• Machine-Learning Prediction of Comorbid Substance Use Disorders in ADHD Youth Using Swedish Registry Data

      Zhang-James, Yanli; Chen, Qi; Kuja-Halkola, Ralf; Lichtenstein, Paul; Larsson, Henrik; Faraone, Stephen V. (Cold Spring Harbor Laboratory, 2019-06-06)
      Background: Children with attention-deficit/hyperactivity disorder (ADHD) have a high risk for substance use disorders (SUDs). Early identification of at-risk youth would help allocate scarce resources for prevention programs. Methods: Psychiatric and somatic diagnoses, family history of these disorders, measures of socioeconomic distress, and information about birth complications were obtained from the national registers in Sweden for 19,787 children with ADHD born between 1989 and 1993. We trained (a) a cross-sectional random forest (RF) model using data available by age 17 to predict SUD diagnosis between ages 18 and 19; and (b) a longitudinal recurrent neural network (RNN) model with the Long Short-Term Memory (LSTM) architecture to predict new diagnoses at each age. Results: The area under the receiver operating characteristic curve (AUC) was 0.73(95%CI 0.70–0.76) for the random forest model (RF).

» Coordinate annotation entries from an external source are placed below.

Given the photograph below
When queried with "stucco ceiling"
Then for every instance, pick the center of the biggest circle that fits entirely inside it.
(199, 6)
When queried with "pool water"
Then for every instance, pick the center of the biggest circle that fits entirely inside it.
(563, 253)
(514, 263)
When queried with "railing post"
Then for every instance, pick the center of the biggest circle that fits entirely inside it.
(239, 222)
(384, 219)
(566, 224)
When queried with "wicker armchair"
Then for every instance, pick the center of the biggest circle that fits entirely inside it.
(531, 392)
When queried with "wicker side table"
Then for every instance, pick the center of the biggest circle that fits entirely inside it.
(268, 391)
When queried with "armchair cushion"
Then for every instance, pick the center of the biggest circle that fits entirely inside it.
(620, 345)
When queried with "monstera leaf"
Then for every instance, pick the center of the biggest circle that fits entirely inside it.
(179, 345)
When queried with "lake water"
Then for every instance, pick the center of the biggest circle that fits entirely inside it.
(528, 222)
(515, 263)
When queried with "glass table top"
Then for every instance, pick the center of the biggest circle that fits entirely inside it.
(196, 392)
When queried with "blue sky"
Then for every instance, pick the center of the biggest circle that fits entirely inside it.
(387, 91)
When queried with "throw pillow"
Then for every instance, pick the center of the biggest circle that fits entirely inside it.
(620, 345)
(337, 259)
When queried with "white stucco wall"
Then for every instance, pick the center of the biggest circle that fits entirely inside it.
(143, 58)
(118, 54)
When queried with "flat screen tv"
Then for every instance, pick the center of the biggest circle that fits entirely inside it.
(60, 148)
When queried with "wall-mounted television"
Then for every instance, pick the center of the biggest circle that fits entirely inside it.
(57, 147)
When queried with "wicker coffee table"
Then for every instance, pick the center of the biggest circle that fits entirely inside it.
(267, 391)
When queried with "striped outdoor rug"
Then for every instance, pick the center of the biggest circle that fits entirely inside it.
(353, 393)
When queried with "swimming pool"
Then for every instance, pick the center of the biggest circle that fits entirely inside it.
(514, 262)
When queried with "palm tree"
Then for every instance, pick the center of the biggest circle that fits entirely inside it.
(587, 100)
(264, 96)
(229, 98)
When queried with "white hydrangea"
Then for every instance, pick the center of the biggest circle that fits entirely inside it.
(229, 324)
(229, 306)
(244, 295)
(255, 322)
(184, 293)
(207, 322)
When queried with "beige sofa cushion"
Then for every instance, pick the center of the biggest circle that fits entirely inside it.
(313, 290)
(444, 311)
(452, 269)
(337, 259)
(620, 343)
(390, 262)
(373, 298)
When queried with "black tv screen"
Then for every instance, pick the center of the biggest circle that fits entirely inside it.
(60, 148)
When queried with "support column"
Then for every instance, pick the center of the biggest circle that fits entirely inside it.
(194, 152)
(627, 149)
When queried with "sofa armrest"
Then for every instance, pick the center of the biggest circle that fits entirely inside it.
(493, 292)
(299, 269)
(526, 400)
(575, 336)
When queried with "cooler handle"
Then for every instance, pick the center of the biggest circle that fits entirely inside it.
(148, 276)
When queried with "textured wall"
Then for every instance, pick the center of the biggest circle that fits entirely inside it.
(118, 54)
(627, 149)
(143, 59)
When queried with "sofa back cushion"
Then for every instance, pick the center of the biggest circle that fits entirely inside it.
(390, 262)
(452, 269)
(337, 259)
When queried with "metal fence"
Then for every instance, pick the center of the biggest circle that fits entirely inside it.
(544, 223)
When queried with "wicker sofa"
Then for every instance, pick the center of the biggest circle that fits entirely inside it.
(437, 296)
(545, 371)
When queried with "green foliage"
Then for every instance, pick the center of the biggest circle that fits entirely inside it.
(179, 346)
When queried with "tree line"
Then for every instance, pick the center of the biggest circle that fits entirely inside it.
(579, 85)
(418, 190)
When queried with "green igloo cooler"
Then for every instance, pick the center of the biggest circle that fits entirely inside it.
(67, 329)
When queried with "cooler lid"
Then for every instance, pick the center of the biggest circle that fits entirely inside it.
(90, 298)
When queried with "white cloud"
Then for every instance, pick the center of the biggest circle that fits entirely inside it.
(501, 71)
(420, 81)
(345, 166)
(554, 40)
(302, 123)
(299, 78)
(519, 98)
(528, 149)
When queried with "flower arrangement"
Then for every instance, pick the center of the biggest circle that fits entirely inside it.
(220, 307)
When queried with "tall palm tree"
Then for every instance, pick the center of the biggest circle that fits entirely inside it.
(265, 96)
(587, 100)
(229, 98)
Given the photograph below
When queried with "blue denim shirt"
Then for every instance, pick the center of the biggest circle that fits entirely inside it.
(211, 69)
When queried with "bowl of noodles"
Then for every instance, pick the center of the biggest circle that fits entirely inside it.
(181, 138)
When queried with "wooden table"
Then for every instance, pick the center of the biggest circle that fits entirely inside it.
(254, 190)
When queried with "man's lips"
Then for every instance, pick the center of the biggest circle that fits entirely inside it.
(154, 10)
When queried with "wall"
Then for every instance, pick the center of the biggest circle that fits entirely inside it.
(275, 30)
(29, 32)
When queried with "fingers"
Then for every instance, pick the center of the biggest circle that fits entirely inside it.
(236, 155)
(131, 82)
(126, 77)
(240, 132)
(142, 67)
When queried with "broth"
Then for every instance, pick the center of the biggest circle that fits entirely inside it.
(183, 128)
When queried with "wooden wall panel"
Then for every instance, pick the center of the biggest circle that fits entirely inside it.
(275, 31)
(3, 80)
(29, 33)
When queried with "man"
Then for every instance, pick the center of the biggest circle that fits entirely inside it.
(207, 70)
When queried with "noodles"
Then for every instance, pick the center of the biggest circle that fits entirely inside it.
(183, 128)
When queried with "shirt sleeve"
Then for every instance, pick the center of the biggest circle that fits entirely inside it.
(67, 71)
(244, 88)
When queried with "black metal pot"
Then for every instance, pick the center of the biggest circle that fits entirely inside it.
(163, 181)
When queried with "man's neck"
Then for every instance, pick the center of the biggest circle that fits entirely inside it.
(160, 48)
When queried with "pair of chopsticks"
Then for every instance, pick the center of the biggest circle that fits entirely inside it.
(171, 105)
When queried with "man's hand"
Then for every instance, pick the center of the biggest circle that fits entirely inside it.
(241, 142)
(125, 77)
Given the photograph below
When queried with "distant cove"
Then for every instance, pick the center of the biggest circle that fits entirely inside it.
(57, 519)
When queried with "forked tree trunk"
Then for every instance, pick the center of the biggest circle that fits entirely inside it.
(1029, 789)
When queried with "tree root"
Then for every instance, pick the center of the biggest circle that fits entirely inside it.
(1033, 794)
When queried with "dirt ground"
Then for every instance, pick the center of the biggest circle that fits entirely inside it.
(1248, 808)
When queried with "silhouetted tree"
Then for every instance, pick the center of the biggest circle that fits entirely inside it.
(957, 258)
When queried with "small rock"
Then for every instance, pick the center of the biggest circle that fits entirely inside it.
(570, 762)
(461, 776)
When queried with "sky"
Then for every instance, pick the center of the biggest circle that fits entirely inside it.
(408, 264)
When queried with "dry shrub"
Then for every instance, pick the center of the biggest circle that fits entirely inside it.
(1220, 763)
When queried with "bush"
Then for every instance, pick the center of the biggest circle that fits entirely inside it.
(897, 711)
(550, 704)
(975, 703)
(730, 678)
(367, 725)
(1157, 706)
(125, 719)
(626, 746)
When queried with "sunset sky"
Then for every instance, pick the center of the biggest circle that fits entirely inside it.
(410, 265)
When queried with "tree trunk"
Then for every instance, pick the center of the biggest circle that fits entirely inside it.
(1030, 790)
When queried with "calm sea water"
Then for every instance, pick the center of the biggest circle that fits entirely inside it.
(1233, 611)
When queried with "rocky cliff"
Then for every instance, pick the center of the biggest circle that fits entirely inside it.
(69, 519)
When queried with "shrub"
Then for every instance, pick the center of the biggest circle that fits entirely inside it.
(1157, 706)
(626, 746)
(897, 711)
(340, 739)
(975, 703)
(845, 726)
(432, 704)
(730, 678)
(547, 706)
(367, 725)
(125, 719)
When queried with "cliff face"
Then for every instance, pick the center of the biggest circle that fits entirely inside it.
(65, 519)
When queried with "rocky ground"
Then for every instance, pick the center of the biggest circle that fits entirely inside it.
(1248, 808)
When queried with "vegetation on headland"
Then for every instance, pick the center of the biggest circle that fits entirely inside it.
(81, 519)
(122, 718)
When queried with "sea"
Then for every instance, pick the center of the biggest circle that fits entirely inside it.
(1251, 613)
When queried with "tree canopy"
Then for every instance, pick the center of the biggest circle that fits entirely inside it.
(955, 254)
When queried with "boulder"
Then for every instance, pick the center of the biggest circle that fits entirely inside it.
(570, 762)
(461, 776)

Removing prior diagnosis from the predictors, the RF model was still able to achieve significant AUCs when predicting all SUD diagnoses (0.69, 95%CI 0.66–0.72) or new diagnoses (0.67, 95%CI: 0.64, 0.71) during age 18–19. For the model predicting new diagnoses, model calibration was good with a low Brier score of 0.086. Longitudinal LSTM model was able to predict later SUD risks at as early as 2 years age, 10 years before the earliest diagnosis. The average AUC from longitudinal models predicting new diagnoses 1, 2, 5 and 10 years in the future was 0.63. Conclusions: Population registry data can be used to predict at-risk comorbid SUDs in individuals with ADHD. Such predictions can be made many years prior to age of the onset, and their SUD risks can be monitored using longitudinal models over years during child development. Nevertheless, more work is needed to create prediction models based on electronic health records or linked population registers that are sufficiently accurate for use in the clinic.